Thanks for your wonderful work

* Add constant.numeric.hexfloat.haskell for HexFloatLiterals extension [1]
* Add constant.numeric.binary.haskell for BinaryLiterals extension [2]
* Modify lit_num for NumericUnderscores extension [3][4]

[1]: https://ghc.haskell.org/trac/ghc/ticket/9224
[2]: https://ghc.haskell.org/trac/ghc/ticket/13126
[3]: https://ghc.haskell.org/trac/ghc/ticket/14473
[4]: https://github.com/ghc-proposals/ghc-proposals/blob/master/proposals/0009-numeric-underscores.rst
@lierdakil
Copy link
Contributor

Hello. Thank you for your contribution. I can't not notice though that except BinaryLiterals other proposals aren't implemented in any of the currently-released GHC versions (please correct me if I'm wrong). I'm a bit reluctant to include experimental GHC features here.

There are also some questions about regular expressions used, which I will post shortly.

name: 'constant.numeric.hexadecimal.haskell'
match: '0[xX][0-9a-fA-F]+'
match: '0[xX]_*[0-9a-fA-F](_*[0-9a-fA-F])*'
Copy link
Contributor

Choose a reason for hiding this comment

The reason will be displayed to describe this comment to others. Learn more.

I'm not entirely sure why you're using this rather convoluted expression here (and other places). For all intents and purposes, 0[xX]_*[0-9a-fA-F](_*[0-9a-fA-F])* is the same as 0[xX](?:_*[0-9a-fA-F])+. And if we're not aiming for technical correctness (which we aren't), latter expression is roughly equivalent to 0[xX][_0-9a-fA-F]+, which would also accept cases like 0x_ (which I don't think is valid Haskell), but is measurably faster.

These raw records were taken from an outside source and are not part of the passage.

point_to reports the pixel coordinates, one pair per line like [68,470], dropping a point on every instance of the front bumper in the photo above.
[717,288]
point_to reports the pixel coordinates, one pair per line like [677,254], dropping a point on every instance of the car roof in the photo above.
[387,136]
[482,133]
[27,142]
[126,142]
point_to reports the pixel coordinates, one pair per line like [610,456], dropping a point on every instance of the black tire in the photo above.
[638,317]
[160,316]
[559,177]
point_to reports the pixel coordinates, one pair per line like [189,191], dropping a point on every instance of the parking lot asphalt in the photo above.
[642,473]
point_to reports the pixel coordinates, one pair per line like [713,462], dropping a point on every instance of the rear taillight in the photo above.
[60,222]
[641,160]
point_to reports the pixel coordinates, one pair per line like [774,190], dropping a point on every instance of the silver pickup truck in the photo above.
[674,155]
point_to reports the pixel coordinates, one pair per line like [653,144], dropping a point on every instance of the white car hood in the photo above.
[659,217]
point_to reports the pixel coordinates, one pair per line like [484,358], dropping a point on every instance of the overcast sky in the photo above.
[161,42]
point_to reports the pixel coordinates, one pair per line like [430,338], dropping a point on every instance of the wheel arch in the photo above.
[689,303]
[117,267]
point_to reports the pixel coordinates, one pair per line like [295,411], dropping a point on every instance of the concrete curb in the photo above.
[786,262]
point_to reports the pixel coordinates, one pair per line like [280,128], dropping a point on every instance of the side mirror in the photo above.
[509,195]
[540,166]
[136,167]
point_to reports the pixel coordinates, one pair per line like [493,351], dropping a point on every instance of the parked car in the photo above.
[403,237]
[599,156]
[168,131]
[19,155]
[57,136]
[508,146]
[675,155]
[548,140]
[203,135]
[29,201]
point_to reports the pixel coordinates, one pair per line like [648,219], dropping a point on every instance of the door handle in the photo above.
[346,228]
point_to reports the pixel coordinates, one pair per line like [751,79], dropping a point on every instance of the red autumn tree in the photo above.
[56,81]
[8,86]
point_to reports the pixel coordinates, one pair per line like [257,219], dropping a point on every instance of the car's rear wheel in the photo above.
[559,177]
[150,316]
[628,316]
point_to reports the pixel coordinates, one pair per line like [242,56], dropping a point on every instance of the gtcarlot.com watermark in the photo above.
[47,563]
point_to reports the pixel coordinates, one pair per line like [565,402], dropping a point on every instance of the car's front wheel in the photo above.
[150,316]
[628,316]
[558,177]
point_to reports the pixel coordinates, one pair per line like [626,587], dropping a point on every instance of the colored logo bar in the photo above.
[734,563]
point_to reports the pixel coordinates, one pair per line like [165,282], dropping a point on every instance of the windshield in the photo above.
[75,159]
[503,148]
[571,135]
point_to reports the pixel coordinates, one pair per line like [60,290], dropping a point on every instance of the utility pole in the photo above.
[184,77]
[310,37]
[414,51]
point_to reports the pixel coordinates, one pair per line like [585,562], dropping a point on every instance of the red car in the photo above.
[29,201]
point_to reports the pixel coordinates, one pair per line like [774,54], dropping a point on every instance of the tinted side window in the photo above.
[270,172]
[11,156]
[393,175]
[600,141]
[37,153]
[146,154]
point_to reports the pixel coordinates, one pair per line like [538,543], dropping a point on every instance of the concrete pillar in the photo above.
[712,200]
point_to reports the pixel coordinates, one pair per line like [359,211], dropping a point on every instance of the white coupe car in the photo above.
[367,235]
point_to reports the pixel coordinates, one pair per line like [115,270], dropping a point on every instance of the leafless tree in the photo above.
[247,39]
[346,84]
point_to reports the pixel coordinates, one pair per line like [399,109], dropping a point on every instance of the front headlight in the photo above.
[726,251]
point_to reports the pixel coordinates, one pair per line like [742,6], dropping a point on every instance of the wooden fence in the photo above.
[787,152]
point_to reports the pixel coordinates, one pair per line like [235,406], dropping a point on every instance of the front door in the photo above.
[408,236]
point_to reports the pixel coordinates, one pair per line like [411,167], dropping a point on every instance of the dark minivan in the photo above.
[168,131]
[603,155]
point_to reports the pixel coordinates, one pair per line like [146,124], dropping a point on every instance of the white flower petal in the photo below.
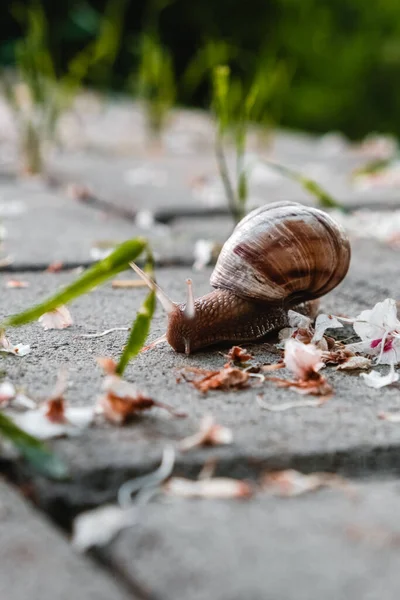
[355,362]
[322,323]
[7,391]
[18,350]
[391,356]
[376,380]
[99,526]
[60,318]
[300,358]
[216,487]
[36,423]
[297,320]
[373,324]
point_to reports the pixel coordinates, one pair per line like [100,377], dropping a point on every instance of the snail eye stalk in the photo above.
[190,309]
[166,302]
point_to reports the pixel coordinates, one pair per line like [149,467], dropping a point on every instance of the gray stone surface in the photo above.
[37,562]
[44,226]
[187,185]
[322,545]
[344,434]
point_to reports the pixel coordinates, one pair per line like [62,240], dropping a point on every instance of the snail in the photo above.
[280,256]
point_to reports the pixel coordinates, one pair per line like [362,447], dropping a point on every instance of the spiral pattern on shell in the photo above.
[283,253]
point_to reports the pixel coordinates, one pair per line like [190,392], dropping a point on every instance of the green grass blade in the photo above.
[309,185]
[139,332]
[33,450]
[116,262]
[374,166]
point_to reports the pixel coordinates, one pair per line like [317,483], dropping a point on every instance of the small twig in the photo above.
[103,333]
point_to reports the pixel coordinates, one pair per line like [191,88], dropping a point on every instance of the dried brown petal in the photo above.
[315,386]
[107,364]
[209,434]
[355,362]
[55,410]
[16,283]
[118,410]
[238,354]
[227,378]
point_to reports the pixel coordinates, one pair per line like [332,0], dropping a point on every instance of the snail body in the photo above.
[281,256]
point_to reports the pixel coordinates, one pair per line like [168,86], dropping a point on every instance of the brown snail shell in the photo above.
[283,253]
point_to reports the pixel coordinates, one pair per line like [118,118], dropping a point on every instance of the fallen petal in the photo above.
[18,350]
[355,362]
[322,323]
[377,381]
[293,483]
[99,526]
[60,318]
[216,487]
[283,406]
[7,392]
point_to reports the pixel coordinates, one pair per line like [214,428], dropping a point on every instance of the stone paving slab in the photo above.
[345,433]
[322,545]
[44,226]
[37,562]
[171,185]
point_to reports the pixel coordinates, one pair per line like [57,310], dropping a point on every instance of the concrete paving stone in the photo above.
[345,433]
[168,184]
[321,545]
[43,226]
[37,562]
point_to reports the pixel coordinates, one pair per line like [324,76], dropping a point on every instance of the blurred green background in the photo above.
[340,58]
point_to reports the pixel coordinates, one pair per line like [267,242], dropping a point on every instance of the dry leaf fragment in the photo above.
[59,318]
[54,418]
[355,362]
[293,483]
[304,361]
[216,487]
[209,434]
[227,378]
[108,365]
[283,406]
[121,399]
[238,354]
[79,191]
[16,283]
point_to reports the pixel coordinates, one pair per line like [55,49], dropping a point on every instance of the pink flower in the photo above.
[379,330]
[59,318]
[303,360]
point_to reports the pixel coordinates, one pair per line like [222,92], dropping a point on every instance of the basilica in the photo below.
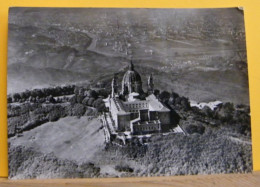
[131,111]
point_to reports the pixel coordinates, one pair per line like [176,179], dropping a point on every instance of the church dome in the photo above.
[132,81]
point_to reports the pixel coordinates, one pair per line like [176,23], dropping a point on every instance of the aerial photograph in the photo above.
[127,92]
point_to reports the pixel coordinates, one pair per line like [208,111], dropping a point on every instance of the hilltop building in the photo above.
[133,112]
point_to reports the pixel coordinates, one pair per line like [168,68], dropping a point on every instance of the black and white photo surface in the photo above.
[102,92]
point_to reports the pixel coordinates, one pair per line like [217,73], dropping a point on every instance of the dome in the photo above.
[131,76]
[132,81]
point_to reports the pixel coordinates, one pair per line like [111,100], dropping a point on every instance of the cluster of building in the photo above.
[131,112]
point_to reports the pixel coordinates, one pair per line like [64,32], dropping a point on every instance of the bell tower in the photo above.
[114,86]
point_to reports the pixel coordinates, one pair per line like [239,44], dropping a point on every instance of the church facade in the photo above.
[132,111]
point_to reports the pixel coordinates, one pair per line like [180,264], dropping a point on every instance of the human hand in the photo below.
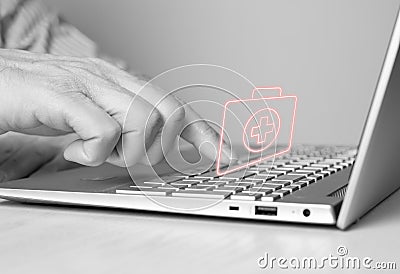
[27,155]
[44,94]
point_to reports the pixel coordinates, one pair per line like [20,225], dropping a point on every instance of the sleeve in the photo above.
[31,25]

Also please don't introduce new capturing groups if you can avoid it, it can potentially break some stuff, and test coverage isn't 100%.

Copy link
Contributor Author

Choose a reason for hiding this comment

The reason will be displayed to describe this comment to others. Learn more.

Thank you for telling me your policy.

I'm not entirely sure why you're using this rather convoluted expression here (and other places)

I simply implemented it according to the accepted formal specification.

... but is measurably faster.

You mean that this project has adopted a policy that gives priority to speed over accuracy.
I understand.
It is one of the valuable decisions for many platforms.

Also please don't introduce new capturing groups if you can avoid it, it can potentially break some stuff, and test coverage isn't 100%.

OK. Is it also better to merge the binary with octal?

In consideration of speed, I propose the simplified two plans below.
Are you acceptable for this?

Plan A: BinaryLiterals + NumericUnderscores extension (without HexFloatLiterals)

   lit_num: [
     name: 'constant.numeric.hexadecimal.haskell'
-    match: '0[xX][0-9a-fA-F]+'
+    match: '0[xX][_0-9a-fA-F]+'
   ,
     name: 'constant.numeric.octal.haskell'
-    match: '0[oO][0-7]+'
+    match: '0[oObB][_0-7]+'
   ,
     name: 'constant.numeric.float.haskell'
-    match: '[0-9]+(\\.[0-9]+[eE][+-]?|\\.|[eE][+-]?)[0-9]+'
+    match: '[_0-9]+(\\.[_0-9]+[eE][+-]?|\\.|[eE][+-]?)[_0-9]+'
   ,
     name: 'constant.numeric.decimal.haskell'
-    match: '[0-9]+'
+    match: '[0-9][_0-9]*'
   ]

Plan B: Plan A + HexFloatLiterals

This is difference for Plan A.

     name: 'constant.numeric.float.haskell'
-    match: '[_0-9]+(\\.[_0-9]+[eE][+-]?|\\.|[eE][+-]?)[_0-9]+'
+    match: '(?:0[xX])?[_0-9a-fA-F]+(?:\\.[_0-9a-fA-F]+[eEpP][+-]?|\\.|[eEpP][+-]?)[_0-9a-fA-F]+'

Thank you for your time.

Copy link
Contributor

Choose a reason for hiding this comment

The reason will be displayed to describe this comment to others. Learn more.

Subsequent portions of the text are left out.